The experiment began with the first condition present, which was the ambient air. There were 45 samples collected for ambient air over 45 min duration. This environment was tagged as “single source”. Then, an automatic air freshener which released fragrance every 15 min was placed inside the room. This environment was conducted to simulate the presence of two sources: ambient air and fragrance. The air freshener was hung up on the wall with a height of 2 m from the floor and about 2 m from the sensing node. Total data collected for the air freshener was over 75 min. This environment is tagged as “mixed sources A”. After that, a person was asked to smoke in the room. This environment was conducted to simulate the presence of three sources of IAP: ambient air, fragrance and single cigarette smoke. That person smoked one cigarette at the centre of the room. One cigarette took 10 min, which contribute to a 10 min data sample. This environment was tagged as “mixed sources B”. Lastly, the other two sources of IAQ, which are food and beverages and chemical cleaning product, were added into the environment. These two sources of IAP were placed in the middle of the room for 20 min, which gave 20 samples. This environment was conducted to simulate the presence of all five sources of IAP. Although there was no person smoking in the room at this time, the presence of smoking can still be traced. The presence of smoking can be traced up to 30 min, as shown in Figure 10
. This environment was tagged as “mixed sources C”.

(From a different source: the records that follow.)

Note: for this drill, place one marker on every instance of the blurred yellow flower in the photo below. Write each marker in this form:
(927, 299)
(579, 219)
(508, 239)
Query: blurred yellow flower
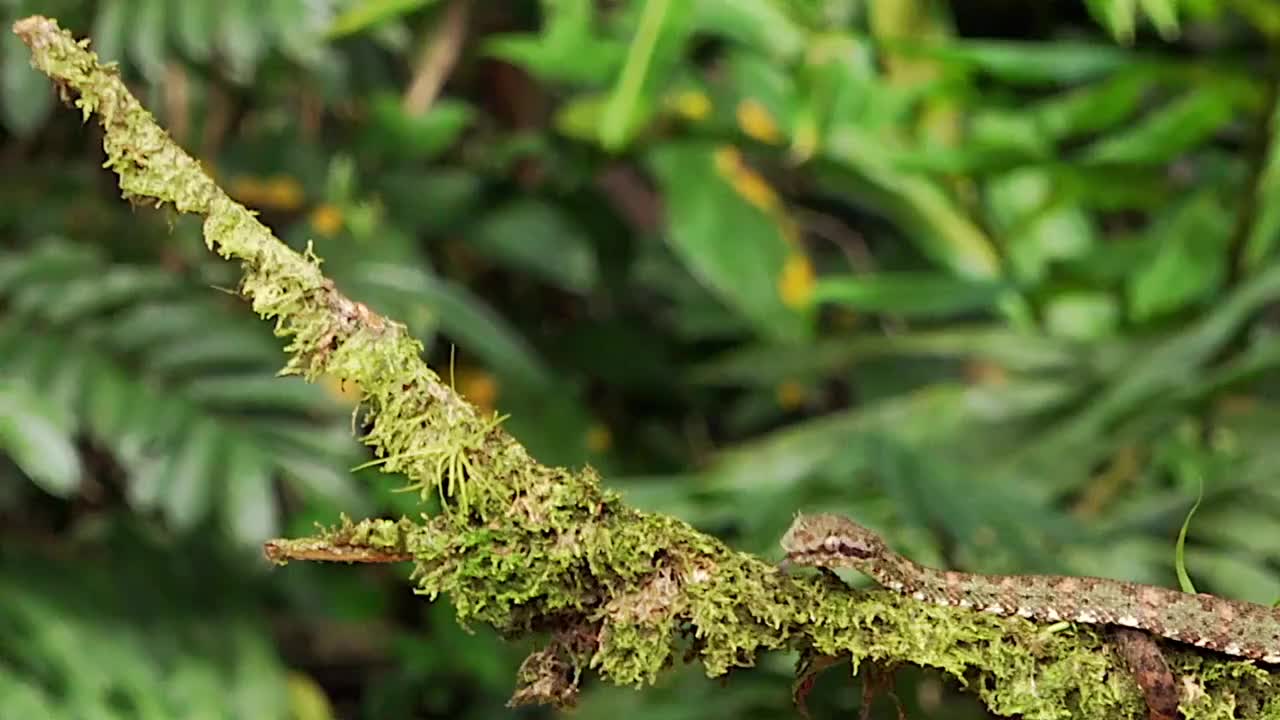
(745, 181)
(795, 283)
(327, 219)
(757, 122)
(791, 395)
(479, 387)
(599, 438)
(283, 192)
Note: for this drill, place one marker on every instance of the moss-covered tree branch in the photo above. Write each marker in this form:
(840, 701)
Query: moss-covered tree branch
(536, 550)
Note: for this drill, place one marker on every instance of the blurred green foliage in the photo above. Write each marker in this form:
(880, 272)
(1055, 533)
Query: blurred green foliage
(992, 277)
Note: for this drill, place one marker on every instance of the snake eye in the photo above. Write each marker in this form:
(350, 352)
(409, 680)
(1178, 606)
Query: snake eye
(854, 548)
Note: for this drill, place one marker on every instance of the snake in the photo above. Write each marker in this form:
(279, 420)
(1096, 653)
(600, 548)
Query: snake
(1219, 624)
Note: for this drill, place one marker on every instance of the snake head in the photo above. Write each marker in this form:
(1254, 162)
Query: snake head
(826, 538)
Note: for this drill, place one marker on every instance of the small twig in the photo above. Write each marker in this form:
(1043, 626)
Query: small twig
(437, 58)
(282, 551)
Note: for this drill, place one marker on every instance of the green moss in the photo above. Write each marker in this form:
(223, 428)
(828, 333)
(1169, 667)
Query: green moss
(535, 550)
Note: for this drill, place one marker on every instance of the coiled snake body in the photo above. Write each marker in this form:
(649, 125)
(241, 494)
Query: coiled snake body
(1225, 625)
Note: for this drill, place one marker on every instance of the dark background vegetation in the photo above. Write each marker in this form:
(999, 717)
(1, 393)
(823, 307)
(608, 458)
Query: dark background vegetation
(992, 277)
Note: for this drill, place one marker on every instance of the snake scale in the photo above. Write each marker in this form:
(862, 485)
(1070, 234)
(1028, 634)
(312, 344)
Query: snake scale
(1214, 623)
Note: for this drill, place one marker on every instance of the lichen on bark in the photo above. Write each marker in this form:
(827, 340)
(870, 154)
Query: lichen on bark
(536, 550)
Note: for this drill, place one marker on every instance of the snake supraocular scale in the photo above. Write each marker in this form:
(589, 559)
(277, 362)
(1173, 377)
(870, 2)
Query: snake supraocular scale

shows the result of the sensor’s response for all situations as described above, from a single source up to five sources of IAP. It can be observed that the sensors react differently when additional sources of IAP are added into the room. The result of the classifier based on all environments is shows in Table 12
. Based on the table, it can be observed that the system can precisely detect a single source (ambient) with 45 correct classifications out of 45 data samples. This means that the MLP classifier can classify an ambient environment at 100% classification rate. Similarly, when the fragrance is present in the condition of “mixed sources A”, the system correctly classifies the two mixed sources of IAQ. The system did not misclassify the sources as unknown sources. This result is as expected because the environment of fragrance mixed with the ambient air is similar to the presence of fragrance alone, and the system has already been trained with such an environment. On the other hand, the system could not classify two samples out of 10 samples as the available sources (ambient air, presence of fragrance and presence cigarette smoke) in the condition of “mixed sources B”. Nonetheless, the MLP classifier correctly classified the other eight samples as fragrance (one) and cigarette smoke (seven). The result is also as expected, because the presence of smoking was overpowering the presence of fragrance due to the high amount of gases produced during smoking as compared to the amount of gases produced by air freshener. Likewise, in the condition of “mixed sources C”, when all of the sources of IAP were mixed together in the room, the MLP classifier could correctly classify 50% of the samples as combustion activity (one), food and beverages (two) and presence of chemical (seven). The other 10 samples have been classified as unknown sources.